In today’s New York Times Magazine there is an article by Peggy Orenstein about the number of women who are not only raising vegetables but keeping chickens as well. The title of this article is: The Femivore’s Dilemma.

After reading this piece I decided that the issue raised goes way beyond feminism and raising your own organic food. The matter at hand is more about creating a life that has meaning. If at our core we feel that our days have real significance, it doesn’t matter if we’re growing vegetables, selling real estate or writing poetry.

Here at Whole Life Gardening I’m blogging about finding a life of meaning that starts in the garden. But anyone could start where they are and do the same thing. You could begin with being a parent, the study of birds, or marketing and explore how these activities are connected to a meaningful life.

This prompts me to think about some of the ways we can set out on this journey, no matter where we begin or which subject frames our exploration. Are there strategies that I use to move from the garden to life that would be useful for everyone else? Today I came up with four.

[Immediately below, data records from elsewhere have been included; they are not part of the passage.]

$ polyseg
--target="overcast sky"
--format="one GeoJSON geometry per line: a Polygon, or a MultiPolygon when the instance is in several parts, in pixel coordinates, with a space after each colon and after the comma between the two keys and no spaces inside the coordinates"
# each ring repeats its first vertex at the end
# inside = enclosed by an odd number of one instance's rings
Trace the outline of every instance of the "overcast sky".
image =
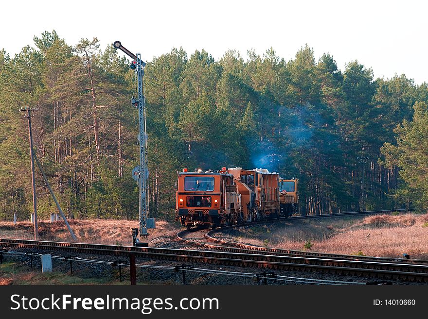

  1. Look past the surface. I may be dealing with weeds, soil or reliable plants in the garden, but I reflect on how those things speak to other aspects of life.
  2. Think of yourself as a sieve. I know that I’m porous, and information or inspiration is pouring through me at all times. You might decide that this comes from God, an angel, the universe, or your own brain… it doesn’t matter. What’s of importance is that you pay attention to all that flows through you, and don’t assume you’ll remember from one hour to the next. How often have I had an interesting thought or idea while cooking, only to forget it before the dishes are cleared away later? Countless times. Resolve to write most of it down.
  3. Realize that you have time for what’s important. Identify what is of value in your life, and then act accordingly. Everyone has core values, but most forget to focus on what those principles are and how they can guide daily life. For example, once you know that prayer or gratitude is valuable to you, you’ll pray or say thank you when showering, driving or shopping for groceries.
  4. Keep your eyes, ears and mind open. If you view your daily life as a treasure hunt, you’ll find gems in the most mundane activities.

This feminist and grower of fruits and vegetables thinks that although the term femivore is pretty limiting, Orenstein’s article did make me think. Gardeners or not, we’re all striving to cultivate a life that has meaning.

Although my husband and I get great joy from our vegetable garden, that doesn't mean that everyone will do the same. No one should feel compelled to grow a garden just because local food is in vogue!